Qualche anno fa un promotore finanziario propose alla propria ricca clientela una serie di investimenti con un elevato rendimento atteso, compreso tra il 20% e l'80% annuo.
Il professionista, illustrando le modalità dell'operazione, si soffermò lungamente su di un aspetto fondamentale: i lauti guadagni da capitale sarebbero stati direttamente correlati agli elevati rischi di perdite.

Il promotore avrebbe depositato il denaro raccolto su di un conto corrente aperto presso una banca lussemburghese, per poi essere impiegato nell'acquisto di quote di un fondo comune d'investimento gestito e amministrato da una società "OFF SHORE".

Il promotore enfatizzò molto questo aspetto ribadendo che un grado di rischio così elevato avrebbe potuto comportare, nella peggiore delle ipotesi, la perdita dell'intero capitale investito.
Pertanto il consiglio fu quello di impiegare solamente una piccola parte del proprio patrimonio, cioè quella quota che gli investitori sarebbero stati disposti a perdere "come in un gioco d'azzardo".

La grande disponibilità economica di quei clienti, insieme all'indiscussa fama di irreprensibile professionista del promotore finanziario, li convinse tutti a destinare il 5% di quell'enorme patrimonio all'investimento "OFF SHORE".

Quanto descritto sin'ora potrebbe far credere che quel promotore fece pienamente il suo dovere, informando adeguatamente la clientela su ogni aspetto dell'investimento e senza omettere il peggiore degli scenari ipotizzabili, cioè la perdita dell'intero capitale.
Ma la storia andò diversamente.

Il denaro fu effettivamente depositato sul conto corrente lussemburghese, ma fu utilizzato dal professionista per giocare sui sistemi di scommesse on-line (soprattutto sulle corse dei cavalli e sulle lotterie istantanee).




Periodicamente il promotore inviava ai suoi clienti alcuni prospetti informativi sui quali erano evidenziati gli utili o le perdite da "negoziazione".

Il tutto sembrava andare liscio sin quando venne commesso il fatidico errore.

In un prospetto trimestrale accanto ad una notevole perdita, il professionista annotò la curiosa descrizione di "OFF HORSE".
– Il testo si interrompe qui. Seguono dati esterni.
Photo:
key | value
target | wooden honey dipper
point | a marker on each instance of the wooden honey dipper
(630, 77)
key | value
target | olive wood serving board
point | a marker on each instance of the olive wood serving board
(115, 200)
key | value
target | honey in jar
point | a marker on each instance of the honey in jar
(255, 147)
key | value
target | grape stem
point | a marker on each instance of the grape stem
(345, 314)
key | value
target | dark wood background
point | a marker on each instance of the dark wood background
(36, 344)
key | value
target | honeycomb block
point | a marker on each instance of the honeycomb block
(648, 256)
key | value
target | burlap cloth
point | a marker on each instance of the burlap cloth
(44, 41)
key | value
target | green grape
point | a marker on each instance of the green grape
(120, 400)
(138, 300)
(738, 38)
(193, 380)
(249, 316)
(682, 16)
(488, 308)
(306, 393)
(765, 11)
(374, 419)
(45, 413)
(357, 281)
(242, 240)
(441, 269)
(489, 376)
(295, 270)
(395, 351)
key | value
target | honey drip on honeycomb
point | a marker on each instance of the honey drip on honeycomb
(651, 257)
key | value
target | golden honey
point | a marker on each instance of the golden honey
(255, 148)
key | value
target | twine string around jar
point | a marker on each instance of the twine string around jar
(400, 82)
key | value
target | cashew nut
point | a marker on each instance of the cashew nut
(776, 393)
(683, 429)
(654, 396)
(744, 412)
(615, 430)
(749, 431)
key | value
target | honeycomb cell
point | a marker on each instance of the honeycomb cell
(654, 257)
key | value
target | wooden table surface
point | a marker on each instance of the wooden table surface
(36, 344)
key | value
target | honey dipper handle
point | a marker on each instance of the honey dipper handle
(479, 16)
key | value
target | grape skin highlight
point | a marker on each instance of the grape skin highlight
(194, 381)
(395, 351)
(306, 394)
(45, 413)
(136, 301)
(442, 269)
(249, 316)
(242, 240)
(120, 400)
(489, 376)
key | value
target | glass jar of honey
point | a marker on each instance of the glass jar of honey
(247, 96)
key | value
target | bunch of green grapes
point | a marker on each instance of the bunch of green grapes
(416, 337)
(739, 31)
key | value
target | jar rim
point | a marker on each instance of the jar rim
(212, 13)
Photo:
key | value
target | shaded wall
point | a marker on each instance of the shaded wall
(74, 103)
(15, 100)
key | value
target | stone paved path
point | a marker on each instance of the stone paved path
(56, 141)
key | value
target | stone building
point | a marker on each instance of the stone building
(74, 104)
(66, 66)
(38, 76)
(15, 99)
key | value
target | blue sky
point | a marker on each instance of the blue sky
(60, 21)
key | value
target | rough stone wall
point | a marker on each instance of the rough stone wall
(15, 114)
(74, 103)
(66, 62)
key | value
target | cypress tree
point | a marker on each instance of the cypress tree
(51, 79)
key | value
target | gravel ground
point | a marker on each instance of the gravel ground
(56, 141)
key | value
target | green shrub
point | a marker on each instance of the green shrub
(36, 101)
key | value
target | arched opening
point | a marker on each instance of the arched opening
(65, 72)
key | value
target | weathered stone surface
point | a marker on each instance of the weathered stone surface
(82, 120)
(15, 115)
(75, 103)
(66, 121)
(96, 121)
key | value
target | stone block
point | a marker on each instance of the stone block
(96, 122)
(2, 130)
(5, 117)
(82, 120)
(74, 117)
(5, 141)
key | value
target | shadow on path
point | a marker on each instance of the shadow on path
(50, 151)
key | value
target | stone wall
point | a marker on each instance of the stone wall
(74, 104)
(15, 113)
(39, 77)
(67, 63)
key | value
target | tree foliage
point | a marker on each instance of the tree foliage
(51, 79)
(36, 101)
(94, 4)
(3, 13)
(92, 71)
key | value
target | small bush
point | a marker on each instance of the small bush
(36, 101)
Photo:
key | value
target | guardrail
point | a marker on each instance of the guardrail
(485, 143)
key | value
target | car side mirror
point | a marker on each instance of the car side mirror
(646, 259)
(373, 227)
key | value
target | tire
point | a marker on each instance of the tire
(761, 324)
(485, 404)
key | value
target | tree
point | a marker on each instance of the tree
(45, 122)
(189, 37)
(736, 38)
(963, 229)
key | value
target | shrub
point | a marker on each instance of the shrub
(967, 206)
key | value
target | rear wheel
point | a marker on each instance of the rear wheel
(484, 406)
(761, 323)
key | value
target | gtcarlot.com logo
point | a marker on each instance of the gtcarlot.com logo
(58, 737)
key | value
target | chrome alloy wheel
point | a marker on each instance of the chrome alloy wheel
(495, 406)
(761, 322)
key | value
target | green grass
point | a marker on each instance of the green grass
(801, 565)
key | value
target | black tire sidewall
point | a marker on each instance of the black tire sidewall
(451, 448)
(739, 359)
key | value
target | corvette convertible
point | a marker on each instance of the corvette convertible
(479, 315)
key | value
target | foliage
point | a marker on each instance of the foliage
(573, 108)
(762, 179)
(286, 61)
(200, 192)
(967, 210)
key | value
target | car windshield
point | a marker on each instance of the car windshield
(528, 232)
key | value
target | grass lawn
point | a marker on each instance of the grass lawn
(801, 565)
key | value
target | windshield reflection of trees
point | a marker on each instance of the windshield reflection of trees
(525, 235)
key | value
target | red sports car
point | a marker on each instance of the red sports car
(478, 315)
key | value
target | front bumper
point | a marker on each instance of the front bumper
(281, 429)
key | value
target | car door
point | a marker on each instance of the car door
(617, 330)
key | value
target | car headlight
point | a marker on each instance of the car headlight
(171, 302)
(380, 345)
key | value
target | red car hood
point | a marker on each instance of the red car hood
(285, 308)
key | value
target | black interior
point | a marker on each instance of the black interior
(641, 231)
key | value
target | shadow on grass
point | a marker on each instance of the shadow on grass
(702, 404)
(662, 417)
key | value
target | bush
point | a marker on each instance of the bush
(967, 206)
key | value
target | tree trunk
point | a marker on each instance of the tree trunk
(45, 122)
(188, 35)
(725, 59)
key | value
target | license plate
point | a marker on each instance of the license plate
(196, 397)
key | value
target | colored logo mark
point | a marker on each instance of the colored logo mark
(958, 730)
Alla richiesta di chiarimenti da parte dei clienti, spiegò che "HORSE" era semplicemente dell'anagramma di "SHORE". Ma alcuni vollero approfondire, in quanto l'espressione è comunemente utilizzata dai più incalliti scommettitori sulle corse dei cavalli proprio per identificare una perdita.

Chiesero quindi informazioni sulla società di gestione e amministrazione del fondo comune d'investimento e pretesero di consultare l'estratto conto e il dossier titoli della banca lussemburghese.

Il castello fraudolento crollò di lì a poco e le indagini successive chiarirono che il promotore aveva scommesso l'intero capitale in giochi aleatori on-line, perdendo circa la metà del suo valore.

Il promotore confessò la frode e si giustificò sostenendo che l'autorizzazione ottenuta dai suoi clienti a "scommettere" su impieghi estremamente rischiosi, lo legittimava a puntare tali somme sulle corse dei cavalli o sulle lotterie istantanee on-line, giudicando queste ultime opzioni certamente più sicure e garantite rispetto agli investimenti in strumenti finanziari off shore.